Today we have travelled to Wroclaw with its wonderful main square and across industrial Silesia to Krakow.  The overriding theme or question has been about the huge transfers of populations after WWII.  200,000 Germans were expelled from Wroclaw.  And then the same number imported from Russia.  And I think of the migrants I saw a couple of days ago in Calais.  The old border is not far from here. 

A Russian chamber choir sang in the main street of Krakow tonight.  Poles joined in the folk songs they sang with energy and skill.  From my window I can see the house where Karol Wotywa lived in when he was Archbishop of Krakow.  Before he became John Paul II.  And that sparks some thoughts because, in a past life I met him on severl occasions.  This morning I went to Mass and saw Polish Catholicism in action. Sturdy and strong but ageing. 

More tomorrow

Saturday, 4 July 2015

10,000 Trabants

So we are off.  My mobile has died and I am reliant on hotel wifi.

I was going to write yesterday about the asylum seekers and stacked lorries around Calais.  Ill come back to that.

But last night we ended up in the town of Duderstadt.  It is a wonderful medieval town and we stayed in the Hotel Budapest.  Owned by Hungarians from Osijek in the Former Yugoslavia.  Over slivovitz the owner told us of the day the wall came down.  He said that there were suddenly 10,000 Trabants in this town where, by his own admission, nothing happens.

We are using the 1936 Baedeker Touring Guide published for the Berlin Olympics.  It is an extraordinary and sometimes chilling thing.  Did you know that the Heil Hitler salute has taken the place of doffing ones hat?  Well according to the guidebook it has.

Tonight we are in Swidnica, which I would like to think is the Polish for Swindon.  And we are in the Red Baron Hotel named after Baron von Richthofen, the WW1 fighter ace shot down by the British, Australians, Indians, Canadians, French...take your pick.

The hotel has been refurbished with EU money.
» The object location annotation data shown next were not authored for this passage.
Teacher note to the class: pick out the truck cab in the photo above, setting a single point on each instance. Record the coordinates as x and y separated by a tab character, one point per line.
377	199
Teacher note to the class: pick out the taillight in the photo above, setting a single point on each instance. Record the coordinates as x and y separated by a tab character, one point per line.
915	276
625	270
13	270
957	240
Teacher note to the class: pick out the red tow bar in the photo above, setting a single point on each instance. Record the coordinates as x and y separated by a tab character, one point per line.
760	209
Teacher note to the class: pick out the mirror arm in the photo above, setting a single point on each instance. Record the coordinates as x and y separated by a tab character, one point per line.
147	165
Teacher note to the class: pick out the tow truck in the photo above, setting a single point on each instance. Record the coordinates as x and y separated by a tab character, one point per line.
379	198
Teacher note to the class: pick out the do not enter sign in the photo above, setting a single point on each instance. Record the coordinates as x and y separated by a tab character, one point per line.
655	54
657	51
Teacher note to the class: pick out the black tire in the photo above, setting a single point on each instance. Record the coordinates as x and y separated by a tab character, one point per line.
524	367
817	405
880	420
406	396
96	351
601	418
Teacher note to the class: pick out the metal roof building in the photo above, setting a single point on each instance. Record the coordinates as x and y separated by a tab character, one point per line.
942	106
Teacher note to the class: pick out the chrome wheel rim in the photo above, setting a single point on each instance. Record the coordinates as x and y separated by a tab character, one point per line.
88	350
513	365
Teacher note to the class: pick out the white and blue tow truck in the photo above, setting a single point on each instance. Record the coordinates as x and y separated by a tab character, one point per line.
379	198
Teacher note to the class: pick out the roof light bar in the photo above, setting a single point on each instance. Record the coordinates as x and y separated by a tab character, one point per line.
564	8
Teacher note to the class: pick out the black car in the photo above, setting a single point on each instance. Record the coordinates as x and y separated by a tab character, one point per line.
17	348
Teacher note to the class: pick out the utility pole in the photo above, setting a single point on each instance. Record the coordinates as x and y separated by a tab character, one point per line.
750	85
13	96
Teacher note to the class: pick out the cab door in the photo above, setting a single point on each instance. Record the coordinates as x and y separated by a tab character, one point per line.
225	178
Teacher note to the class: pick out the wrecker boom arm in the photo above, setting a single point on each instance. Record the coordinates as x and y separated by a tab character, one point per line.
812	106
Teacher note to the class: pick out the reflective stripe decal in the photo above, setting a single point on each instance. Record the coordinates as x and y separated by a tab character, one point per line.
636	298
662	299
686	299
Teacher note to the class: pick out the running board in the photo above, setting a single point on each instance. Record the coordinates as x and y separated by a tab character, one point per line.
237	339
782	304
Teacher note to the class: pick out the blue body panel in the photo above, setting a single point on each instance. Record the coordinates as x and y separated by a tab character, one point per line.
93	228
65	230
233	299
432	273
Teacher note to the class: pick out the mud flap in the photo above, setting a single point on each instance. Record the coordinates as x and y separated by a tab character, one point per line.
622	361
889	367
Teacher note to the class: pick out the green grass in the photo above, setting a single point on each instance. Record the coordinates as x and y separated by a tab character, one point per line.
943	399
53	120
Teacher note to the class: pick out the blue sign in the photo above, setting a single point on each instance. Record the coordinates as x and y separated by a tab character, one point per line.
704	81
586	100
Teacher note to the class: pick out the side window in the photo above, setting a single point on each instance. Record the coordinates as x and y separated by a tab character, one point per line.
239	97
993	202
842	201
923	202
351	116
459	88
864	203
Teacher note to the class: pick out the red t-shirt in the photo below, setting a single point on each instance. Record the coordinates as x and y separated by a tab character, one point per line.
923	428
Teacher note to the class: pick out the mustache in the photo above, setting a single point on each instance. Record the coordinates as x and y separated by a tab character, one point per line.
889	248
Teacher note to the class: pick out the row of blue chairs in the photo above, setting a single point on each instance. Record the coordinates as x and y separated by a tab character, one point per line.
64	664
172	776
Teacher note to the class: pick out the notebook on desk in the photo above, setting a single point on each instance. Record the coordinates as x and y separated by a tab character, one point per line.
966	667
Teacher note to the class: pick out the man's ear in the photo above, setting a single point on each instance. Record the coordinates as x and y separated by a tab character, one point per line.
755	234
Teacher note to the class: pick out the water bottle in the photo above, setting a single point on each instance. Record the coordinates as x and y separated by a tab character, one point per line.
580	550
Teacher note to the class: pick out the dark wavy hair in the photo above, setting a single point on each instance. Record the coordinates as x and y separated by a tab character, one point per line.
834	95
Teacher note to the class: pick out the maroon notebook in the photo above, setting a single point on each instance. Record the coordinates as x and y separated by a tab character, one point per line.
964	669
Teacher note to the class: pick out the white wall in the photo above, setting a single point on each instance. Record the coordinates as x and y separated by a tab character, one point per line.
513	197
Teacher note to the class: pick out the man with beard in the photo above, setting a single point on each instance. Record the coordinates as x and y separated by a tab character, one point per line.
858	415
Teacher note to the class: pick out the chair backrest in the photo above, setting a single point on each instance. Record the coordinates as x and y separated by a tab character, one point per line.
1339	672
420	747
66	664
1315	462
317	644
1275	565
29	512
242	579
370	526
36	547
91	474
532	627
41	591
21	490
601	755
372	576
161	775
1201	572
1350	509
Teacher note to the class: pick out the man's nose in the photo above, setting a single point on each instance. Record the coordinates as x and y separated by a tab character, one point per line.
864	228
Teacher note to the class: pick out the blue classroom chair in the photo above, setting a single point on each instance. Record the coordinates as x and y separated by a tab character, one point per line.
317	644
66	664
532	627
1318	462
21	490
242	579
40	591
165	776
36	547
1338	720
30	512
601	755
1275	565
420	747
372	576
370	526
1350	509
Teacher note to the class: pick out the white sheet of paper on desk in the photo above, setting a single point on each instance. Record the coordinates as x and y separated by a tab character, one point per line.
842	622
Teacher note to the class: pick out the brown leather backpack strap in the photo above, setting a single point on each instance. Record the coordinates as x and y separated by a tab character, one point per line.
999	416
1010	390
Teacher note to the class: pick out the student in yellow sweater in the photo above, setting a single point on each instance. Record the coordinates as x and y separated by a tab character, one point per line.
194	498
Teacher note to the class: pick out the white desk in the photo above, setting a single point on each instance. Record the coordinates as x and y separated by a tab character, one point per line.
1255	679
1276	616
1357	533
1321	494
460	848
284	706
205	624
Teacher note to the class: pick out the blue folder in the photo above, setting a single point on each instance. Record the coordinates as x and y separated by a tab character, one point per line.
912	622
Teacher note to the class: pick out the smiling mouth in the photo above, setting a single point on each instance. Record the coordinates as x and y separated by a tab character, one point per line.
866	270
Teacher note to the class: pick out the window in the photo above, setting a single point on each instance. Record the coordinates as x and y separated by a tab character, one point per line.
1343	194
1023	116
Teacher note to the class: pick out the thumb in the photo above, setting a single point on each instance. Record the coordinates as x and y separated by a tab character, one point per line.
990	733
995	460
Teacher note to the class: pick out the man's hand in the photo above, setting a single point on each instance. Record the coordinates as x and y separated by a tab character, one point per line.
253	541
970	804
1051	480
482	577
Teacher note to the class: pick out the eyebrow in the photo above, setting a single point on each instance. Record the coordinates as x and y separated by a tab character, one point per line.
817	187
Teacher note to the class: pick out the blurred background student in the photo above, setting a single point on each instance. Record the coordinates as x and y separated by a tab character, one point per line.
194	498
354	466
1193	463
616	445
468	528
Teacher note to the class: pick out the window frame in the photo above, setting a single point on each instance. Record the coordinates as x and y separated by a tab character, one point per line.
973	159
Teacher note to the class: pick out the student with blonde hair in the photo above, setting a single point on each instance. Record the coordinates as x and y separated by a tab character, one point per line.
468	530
Tomorrow is the Greek referendum and I am in a town built by the Germans and lived in by Poles is time we had some bigger thoughts and discourse about Europe.

Thursday, 2 July 2015

It seemed like a good idea at the time

It was a quiet night in the New Inn, Winchelsea.  Truthfully, it's always a quiet night in the New Inn, Winchelsea, and my friend said.  'Let's go to Krakow'.  'Why?', said I.  'Because there's a conference on Egyptian Archaeology'. So off we are going, my friend  Peter and me. Leaving tomorrow and coming back on the 12th of July. 2000 miles, 5 countries and a relatively small Audi. 

Which is not quite an excuse for driving across Europe but is what we intend to do.

We will attend (bits of) a conference on Egyptian Archaeology despite no one in the party being an archaeologist.

More importantly, we'll have a look at Europe at a time when things are really interesting.

But, the first challenge is to get to the tunnel avoiding Operation Stack.

Last night in Winchelsea

Sunday, 7 June 2015

Time to start again

It's been a while but it's also time to rekindle this blog. Time to share some thoughts  and an account of a forthcoming 1000-mile road-trip across Europe.  Any resemblance to persons living or dead is entirely intentional.